Why does the function parameter matter so much?


#1



https://www.codecademy.com/courses/python-beginner-nzzVa/2/4?curriculum_id=4f89dab3d788890003000096


If I use the code below (calling the parameter "lst"), I get this error message: "list_extender([1, 2, 3, 4]) returned [3, 5, 7, 9, 9] instead of [1, 2, 3, 4, 9]".

If I change the name of the parameter that list_extender takes to "1st" ("first", I misread the instructions on my first try), I get this error message: "File "python", line 3 def list_extender(1st): ^ SyntaxError: invalid syntax"

If I go with "def list_extender(n)" it says "Congratulations, you've finished this section!" - even though I'm certain that using 'n' as the parameter isn't following the instructions for the exercise.


Why does it matter what I call this parameter?
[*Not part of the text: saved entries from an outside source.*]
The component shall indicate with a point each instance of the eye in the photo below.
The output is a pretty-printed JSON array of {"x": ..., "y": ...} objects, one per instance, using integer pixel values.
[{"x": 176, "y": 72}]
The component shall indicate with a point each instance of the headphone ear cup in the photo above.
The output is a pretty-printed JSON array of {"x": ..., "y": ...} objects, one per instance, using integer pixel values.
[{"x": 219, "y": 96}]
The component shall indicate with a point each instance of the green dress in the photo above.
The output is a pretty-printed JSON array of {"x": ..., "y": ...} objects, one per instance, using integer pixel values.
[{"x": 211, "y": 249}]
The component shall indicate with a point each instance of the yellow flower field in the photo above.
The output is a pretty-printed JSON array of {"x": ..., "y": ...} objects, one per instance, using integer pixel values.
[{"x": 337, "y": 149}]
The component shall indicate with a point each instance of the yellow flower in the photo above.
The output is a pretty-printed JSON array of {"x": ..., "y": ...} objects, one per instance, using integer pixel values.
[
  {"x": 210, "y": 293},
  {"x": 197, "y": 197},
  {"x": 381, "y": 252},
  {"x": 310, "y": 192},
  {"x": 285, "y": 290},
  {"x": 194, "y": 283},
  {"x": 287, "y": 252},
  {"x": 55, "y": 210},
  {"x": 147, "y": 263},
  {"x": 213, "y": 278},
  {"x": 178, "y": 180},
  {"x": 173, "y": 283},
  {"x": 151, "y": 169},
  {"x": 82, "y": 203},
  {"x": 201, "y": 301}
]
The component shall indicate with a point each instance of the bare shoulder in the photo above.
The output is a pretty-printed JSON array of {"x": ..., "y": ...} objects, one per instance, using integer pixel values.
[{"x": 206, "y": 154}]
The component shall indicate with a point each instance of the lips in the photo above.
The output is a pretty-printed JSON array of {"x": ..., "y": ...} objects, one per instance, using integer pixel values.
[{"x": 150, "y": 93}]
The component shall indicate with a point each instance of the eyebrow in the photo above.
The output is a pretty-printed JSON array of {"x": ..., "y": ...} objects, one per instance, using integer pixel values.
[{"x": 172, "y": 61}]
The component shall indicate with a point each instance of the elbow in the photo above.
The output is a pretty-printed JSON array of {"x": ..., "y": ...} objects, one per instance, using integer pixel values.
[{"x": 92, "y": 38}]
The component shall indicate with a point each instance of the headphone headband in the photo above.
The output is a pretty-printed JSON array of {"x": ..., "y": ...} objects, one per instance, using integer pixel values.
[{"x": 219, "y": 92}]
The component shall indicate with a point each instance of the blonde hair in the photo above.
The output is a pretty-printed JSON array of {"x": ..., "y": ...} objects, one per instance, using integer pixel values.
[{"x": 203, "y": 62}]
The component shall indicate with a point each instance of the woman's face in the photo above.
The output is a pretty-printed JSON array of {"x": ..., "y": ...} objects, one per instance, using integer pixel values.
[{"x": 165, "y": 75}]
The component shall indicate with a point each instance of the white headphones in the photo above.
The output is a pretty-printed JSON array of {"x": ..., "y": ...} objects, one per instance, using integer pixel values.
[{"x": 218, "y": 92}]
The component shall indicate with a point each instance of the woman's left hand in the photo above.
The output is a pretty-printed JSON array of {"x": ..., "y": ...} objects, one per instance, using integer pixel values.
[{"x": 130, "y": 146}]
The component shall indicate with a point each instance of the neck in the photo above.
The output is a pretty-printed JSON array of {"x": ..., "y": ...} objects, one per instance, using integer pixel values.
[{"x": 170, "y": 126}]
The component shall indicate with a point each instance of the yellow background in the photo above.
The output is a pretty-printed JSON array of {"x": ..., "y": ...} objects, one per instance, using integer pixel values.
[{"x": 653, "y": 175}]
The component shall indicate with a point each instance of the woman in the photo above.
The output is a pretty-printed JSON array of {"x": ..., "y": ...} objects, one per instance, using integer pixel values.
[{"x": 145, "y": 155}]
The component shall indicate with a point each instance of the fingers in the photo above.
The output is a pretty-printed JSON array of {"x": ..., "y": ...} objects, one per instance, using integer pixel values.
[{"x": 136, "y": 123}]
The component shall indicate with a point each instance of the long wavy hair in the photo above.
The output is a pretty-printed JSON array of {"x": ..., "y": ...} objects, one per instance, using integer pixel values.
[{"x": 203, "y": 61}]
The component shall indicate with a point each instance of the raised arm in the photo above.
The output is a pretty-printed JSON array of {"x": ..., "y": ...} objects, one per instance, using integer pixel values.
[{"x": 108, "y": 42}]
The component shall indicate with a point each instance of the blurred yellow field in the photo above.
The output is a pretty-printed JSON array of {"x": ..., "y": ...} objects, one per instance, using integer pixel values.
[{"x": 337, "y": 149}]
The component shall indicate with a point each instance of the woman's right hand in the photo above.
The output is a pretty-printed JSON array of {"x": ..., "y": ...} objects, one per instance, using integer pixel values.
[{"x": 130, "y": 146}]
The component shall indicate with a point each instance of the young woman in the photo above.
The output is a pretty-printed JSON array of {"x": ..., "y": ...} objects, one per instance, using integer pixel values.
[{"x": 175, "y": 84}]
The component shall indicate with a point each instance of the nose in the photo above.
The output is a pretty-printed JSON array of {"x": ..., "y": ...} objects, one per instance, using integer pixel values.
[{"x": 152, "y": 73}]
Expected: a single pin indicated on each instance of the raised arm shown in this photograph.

Am I correct in thinking that I don't actually have the exercise right when I use list_extender(n), even though Codecademy does pass that?


n = [3, 5, 7]
# Add your function here
def list_extender(lst):
    n.append(9)
    return n


print list_extender(n)


#2

the first character of a variable name can't be an integer

well, what you name your parameter, but look at this code:

n = [3, 5, 7]
# Add your function here
def list_extender(lst):
    n.append(9)
    return n


print list_extender(n)
print list_extender([1, 2, 3, 4])

the second function call doesn't print the correct output

so, it doesn't matter what you name the function parameter (as long as its a valid name) as long as you append to the function parameter, so your function works correctly for any list you pass as argument at function call

the argument at function call gets copied into the function parameter


#3

Oh! lst.append(9), then return lst? Cool: it works, and it makes sense, too! Thank you!


#4

Good to hear it all make sense, no more questions about parameters?